Pour mieux valoriser les produits mais aussi pour répondre à la demande des consommateurs, de nombreuses démarches de segmentation ont vu le jour en filière laitière. Filière non OGM, lait de pâturage, démarches solidaires et/ou territoriales... : où en est-on aujourd'hui et vers quoi allons-nous, surtout depuis la crise sanitaire ? Éléments de réponses du Cniel et de l'Idele.

Démarches de segmentation en laitLes démarches de segmentation se multiplient dans la filière laitière. Si certaines se dessinaient comme l'avenir, la crise du Covid-19 pourrait bien bouleverser les choses. (©Terre-net Média/CC)

Consommer plus responsable : voilà la tendance actuelle. Mais cela passe par différents aspects, notamment l'anti-gaspillage, le local, l'environnement, le bien-être animal ou encore l'équitable. Du côté de la filière laitière, les démarches de segmentation se multiplient ces dernières années. Lait de pâturage, alimentation non OGM, lait sans antibiotiques, bas carbone, démarche territoriale ou encore solidaire...

À l'occasion de l'évènement Grand angle lait organisé par l'Institut de l'élevage, Benoît Rouyer du Cniel et Benoit Rubin de l'Idele ont fait le point sur le sujet.

De grandes disparités entre les démarches actuelles

Depuis 2017, les démarches territoriales et/ou solidaires pour une juste répartition de la valeur se sont amplifiées. « Elles sont soit portées par des collectifs d'éleveurs, soit par les distributeurs, explique Benoît Rouyer. Il y a en revanche de fortes disparités dans le développement de ces démarches. On a tous en tête par exemple "C'est qui le patron ?!" qui s'est fortement développée et représente aujourd'hui près de 40 millions de litres de lait liquide, mais la plupart des autres démarches sont bien plus restreintes, avec des volumes de ventes de l'ordre de 1 à 8 Ml de lait par an. »
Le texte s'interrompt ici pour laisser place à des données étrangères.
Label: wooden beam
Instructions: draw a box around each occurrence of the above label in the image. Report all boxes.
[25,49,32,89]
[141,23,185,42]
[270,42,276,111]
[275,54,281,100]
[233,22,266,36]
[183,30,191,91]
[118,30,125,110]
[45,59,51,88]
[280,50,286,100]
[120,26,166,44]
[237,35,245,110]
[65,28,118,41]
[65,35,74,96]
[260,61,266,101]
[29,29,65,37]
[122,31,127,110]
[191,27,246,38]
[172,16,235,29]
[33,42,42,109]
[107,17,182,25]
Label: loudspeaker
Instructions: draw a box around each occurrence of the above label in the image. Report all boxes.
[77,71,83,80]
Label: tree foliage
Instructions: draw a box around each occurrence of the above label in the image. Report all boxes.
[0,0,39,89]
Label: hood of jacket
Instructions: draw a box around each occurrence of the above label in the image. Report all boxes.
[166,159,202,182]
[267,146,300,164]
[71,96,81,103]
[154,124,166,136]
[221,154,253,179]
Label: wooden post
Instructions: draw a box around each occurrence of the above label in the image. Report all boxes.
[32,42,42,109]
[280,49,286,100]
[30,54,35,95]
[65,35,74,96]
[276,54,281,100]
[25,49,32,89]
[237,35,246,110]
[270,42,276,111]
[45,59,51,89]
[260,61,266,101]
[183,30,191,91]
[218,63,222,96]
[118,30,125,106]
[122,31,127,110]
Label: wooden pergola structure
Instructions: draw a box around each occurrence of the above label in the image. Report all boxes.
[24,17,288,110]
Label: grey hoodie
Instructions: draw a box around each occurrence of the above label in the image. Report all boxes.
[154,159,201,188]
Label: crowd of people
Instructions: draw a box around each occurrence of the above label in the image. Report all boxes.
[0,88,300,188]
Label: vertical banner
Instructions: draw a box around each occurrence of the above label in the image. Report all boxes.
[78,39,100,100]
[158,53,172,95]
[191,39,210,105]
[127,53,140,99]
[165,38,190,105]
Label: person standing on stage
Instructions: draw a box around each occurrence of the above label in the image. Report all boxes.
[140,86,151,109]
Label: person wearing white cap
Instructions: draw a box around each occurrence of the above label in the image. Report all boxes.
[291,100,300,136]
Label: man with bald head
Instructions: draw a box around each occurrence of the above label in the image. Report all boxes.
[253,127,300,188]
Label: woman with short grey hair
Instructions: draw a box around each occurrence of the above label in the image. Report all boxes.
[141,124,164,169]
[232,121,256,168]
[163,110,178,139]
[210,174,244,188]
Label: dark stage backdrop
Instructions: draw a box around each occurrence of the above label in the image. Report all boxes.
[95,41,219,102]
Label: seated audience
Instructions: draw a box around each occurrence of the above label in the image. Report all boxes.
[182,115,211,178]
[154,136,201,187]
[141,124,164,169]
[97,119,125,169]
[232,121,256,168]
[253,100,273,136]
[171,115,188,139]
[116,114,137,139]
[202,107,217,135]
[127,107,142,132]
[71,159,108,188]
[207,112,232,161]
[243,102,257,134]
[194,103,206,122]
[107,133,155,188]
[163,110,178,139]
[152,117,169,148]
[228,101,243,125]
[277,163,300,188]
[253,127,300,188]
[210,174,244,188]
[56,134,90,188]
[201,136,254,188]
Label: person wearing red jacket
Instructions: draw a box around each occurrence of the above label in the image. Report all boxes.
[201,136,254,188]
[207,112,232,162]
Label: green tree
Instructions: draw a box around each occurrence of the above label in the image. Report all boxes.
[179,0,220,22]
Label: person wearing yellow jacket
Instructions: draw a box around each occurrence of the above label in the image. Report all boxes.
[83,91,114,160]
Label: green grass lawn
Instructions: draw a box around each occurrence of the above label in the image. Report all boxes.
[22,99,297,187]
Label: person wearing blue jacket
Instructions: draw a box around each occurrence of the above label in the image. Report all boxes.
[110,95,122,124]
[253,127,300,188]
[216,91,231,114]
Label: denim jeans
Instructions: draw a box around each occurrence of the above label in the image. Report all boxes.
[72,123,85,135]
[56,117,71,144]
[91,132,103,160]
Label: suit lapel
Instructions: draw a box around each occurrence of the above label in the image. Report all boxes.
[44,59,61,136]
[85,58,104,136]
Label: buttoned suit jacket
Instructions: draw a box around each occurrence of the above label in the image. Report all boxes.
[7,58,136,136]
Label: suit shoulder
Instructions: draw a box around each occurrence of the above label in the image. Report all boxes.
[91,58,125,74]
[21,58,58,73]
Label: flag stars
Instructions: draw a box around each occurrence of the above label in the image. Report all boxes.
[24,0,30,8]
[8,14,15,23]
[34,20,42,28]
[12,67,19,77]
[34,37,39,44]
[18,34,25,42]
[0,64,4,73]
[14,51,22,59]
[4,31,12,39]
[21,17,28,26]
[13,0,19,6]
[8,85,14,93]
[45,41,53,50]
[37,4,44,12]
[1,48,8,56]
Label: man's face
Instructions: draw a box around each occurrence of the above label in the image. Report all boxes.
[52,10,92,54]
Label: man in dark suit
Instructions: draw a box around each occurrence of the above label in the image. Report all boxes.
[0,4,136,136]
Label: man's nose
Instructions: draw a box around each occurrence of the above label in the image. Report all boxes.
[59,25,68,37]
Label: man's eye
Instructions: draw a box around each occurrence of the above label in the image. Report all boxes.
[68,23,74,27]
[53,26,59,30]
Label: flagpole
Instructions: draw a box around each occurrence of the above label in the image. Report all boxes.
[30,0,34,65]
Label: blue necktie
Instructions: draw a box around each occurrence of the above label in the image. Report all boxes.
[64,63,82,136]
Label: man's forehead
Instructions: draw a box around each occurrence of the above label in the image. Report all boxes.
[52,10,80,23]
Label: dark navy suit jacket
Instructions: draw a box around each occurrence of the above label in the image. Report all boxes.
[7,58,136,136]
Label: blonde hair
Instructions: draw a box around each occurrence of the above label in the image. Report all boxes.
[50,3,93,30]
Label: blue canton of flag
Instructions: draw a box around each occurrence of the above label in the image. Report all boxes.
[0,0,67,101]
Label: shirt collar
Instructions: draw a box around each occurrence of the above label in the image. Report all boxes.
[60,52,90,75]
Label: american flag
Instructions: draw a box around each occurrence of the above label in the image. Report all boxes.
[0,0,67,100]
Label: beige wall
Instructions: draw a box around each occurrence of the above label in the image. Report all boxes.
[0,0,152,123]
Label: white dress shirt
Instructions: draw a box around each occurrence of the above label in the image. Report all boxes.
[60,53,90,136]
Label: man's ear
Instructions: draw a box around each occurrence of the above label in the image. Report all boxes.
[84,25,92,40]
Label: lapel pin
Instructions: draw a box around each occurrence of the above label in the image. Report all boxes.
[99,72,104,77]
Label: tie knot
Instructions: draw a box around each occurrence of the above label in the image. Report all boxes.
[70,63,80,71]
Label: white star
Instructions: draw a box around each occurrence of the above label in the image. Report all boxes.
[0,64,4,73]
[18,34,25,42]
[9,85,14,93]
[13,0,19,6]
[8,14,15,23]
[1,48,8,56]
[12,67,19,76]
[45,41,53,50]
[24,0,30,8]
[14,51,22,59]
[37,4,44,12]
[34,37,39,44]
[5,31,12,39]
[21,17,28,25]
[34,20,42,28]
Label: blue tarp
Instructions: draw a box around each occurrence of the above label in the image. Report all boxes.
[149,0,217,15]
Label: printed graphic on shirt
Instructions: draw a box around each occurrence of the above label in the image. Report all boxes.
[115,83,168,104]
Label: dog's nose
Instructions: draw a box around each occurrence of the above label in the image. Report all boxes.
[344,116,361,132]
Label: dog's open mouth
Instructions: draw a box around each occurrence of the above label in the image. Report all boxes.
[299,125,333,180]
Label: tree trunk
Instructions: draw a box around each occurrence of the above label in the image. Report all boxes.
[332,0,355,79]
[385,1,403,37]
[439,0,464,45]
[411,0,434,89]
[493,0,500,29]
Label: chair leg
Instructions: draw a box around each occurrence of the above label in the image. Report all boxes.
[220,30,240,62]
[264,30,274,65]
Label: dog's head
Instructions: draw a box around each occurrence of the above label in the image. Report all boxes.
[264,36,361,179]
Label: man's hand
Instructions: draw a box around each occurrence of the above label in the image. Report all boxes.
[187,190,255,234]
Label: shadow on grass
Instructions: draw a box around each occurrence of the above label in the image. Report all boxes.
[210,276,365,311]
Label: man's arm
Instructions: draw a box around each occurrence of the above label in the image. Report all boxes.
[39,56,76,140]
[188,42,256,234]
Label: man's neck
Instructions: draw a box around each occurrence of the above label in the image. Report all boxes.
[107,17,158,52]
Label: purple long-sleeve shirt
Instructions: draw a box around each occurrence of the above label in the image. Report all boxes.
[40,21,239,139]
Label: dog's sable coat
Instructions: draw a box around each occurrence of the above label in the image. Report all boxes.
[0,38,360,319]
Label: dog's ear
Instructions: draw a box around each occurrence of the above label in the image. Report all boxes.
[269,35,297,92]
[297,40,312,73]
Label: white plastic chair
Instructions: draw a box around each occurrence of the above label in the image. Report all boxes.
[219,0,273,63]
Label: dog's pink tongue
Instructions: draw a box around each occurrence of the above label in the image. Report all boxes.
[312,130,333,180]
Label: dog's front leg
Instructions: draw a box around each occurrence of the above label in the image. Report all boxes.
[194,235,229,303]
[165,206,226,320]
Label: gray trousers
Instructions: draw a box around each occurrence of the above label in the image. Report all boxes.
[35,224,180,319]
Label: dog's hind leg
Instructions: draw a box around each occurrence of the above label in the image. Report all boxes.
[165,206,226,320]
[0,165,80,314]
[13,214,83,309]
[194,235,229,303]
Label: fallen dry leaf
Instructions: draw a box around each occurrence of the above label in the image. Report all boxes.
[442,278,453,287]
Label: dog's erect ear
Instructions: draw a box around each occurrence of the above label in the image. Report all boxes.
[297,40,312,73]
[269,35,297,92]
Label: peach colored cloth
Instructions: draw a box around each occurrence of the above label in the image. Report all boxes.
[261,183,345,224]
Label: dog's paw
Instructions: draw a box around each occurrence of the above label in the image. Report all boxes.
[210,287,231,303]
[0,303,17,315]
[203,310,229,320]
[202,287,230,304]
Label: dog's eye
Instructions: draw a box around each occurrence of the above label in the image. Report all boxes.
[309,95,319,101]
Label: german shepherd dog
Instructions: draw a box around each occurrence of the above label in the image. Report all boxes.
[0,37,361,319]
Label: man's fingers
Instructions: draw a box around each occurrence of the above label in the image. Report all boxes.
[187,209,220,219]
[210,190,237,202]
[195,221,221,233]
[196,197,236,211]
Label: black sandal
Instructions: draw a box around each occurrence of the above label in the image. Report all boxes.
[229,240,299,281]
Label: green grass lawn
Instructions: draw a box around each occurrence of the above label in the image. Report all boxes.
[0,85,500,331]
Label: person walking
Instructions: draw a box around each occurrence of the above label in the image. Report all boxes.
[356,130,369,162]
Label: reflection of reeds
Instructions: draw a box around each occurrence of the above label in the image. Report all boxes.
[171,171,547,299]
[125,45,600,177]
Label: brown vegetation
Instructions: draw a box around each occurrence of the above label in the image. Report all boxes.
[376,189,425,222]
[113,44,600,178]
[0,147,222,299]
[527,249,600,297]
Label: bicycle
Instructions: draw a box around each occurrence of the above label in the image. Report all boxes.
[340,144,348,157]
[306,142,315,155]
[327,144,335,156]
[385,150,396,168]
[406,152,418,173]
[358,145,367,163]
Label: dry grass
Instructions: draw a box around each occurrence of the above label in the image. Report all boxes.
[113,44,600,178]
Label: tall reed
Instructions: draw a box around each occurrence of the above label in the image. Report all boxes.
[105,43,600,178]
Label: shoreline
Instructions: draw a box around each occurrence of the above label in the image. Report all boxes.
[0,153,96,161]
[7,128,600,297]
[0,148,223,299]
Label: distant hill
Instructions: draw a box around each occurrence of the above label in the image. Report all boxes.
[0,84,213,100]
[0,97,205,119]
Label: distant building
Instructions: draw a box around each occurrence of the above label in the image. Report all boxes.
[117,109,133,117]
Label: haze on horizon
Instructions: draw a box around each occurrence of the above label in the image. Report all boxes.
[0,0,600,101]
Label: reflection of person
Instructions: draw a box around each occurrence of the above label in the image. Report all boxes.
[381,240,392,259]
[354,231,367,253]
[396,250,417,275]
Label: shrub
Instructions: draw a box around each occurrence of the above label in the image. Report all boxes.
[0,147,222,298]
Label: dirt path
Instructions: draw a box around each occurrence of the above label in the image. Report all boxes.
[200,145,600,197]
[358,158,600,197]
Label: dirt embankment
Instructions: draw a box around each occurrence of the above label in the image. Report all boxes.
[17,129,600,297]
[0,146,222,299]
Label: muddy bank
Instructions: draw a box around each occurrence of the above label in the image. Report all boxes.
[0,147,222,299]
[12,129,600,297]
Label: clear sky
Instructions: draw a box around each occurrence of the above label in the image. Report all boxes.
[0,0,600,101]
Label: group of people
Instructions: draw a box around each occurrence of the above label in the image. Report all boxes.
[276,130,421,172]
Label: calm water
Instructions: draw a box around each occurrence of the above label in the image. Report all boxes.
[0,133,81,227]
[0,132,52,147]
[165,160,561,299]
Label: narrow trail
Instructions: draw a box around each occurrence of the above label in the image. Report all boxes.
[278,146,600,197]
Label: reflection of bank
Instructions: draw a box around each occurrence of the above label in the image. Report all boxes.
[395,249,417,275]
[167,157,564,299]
Vers des standards lait de pâturage et non-OGM en lieu et place du lait conventionnel ?

« Concernant le lait de pâturage, les Pays-bas ont été les précurseurs et aujourd'hui, 80 % des exploitations du pays suivent le même cahier des charges (120 jours de pâturage par an). » Benoît Rouyer explique en revanche qu'en France, l'offre « lait de pâturage » qui se développe est souvent combinée avec des engagements d'alimentation non-OGM. De plus, le cahier des charges varie d'une laiterie à une autre.

Concernant le « sans OGM », c'est en Autriche que la filière s'est montée : « c'est devenu la norme pour l'intégralité du lait produit dans le pays depuis 2011. » En Allemagne, la démarche s'est également généralisée et elle est devenue un standard : « elle représentait 3 % du lait total du pays en 2011 et a grimpé à 61 % en 2019. Certaines laiteries ne font même plus de lait conventionnel », explique l'expert.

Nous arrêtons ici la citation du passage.